Yes, yes awesome computing power, but can it run Crysis?

btarunr Feb 11, 2009 05:57 PM

Quote:

Originally Posted by douglatins (Post 1207374)
Yes, yes awesome computing power, but can it run Crysis?

Yes, depending on the cumulative power of all member graphics cards, whatever you throw at it.

jbunch07 Feb 11, 2009 06:00 PM

I'm going to take an educated guess as estimate that a setup like the one pictured would cost 5-25,000 dollars? A little overkill for crysis, besides crysis is old news.

qwerty_lesh Feb 12, 2009 11:03 AM

one step closer to a real life matrix. :D

DrPepper Feb 12, 2009 11:09 AM

Quote:

Originally Posted by douglatins (Post 1207374)
Yes, yes awesome computing power, but can it run Crysis?

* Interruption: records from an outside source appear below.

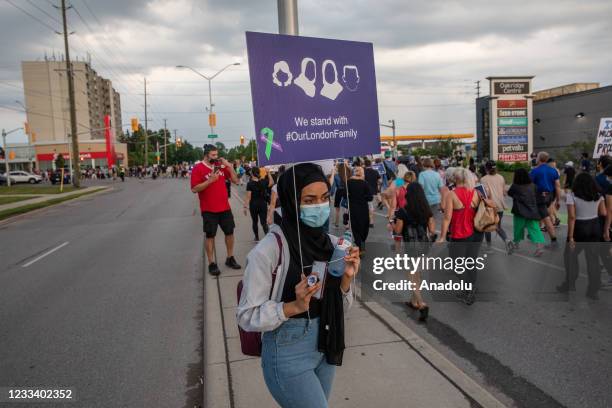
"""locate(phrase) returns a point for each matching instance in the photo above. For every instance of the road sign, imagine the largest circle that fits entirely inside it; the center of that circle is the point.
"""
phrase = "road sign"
(313, 98)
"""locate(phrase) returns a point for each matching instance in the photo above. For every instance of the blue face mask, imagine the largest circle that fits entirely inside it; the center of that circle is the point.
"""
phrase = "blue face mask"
(314, 215)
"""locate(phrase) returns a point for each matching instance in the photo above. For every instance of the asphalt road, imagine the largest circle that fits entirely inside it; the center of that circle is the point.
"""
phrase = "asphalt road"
(525, 342)
(104, 295)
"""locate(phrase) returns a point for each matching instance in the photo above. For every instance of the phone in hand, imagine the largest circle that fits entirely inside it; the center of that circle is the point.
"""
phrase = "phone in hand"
(481, 190)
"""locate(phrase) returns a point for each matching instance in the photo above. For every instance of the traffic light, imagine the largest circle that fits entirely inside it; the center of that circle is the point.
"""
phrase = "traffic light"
(134, 124)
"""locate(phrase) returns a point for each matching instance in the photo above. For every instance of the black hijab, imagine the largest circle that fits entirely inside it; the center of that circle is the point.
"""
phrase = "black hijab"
(315, 246)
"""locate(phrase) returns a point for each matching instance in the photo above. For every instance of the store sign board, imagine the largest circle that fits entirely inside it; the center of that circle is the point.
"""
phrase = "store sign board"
(512, 122)
(511, 88)
(501, 140)
(512, 103)
(512, 113)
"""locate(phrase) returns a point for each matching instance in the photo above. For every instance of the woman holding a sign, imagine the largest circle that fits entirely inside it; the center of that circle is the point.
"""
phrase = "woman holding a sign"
(301, 317)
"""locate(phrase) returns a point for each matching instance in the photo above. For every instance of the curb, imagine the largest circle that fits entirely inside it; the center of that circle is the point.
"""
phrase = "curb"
(445, 367)
(39, 210)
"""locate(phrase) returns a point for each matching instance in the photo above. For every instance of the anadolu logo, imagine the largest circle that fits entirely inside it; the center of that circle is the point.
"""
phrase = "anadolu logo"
(266, 135)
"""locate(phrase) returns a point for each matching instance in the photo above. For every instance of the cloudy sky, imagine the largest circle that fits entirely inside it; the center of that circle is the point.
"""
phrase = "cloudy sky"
(428, 53)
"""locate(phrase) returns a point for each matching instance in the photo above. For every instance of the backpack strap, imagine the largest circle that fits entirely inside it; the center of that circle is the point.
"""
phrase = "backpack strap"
(280, 260)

What can't run crysis these days :p

Jizzler Feb 12, 2009 12:40 PM

Quote:

Originally Posted by jbunch07 (Post 1207019)
Fiber optics maybe? Sounds like you would need a connection with plenty of bandwidth.

Looks like a standard PCI-E cable port on that board.

http://www.theburnerishot.com/photo/...ionDiagram.gif

Note: This is a diagram from a different expansion system, not the one from Elsa.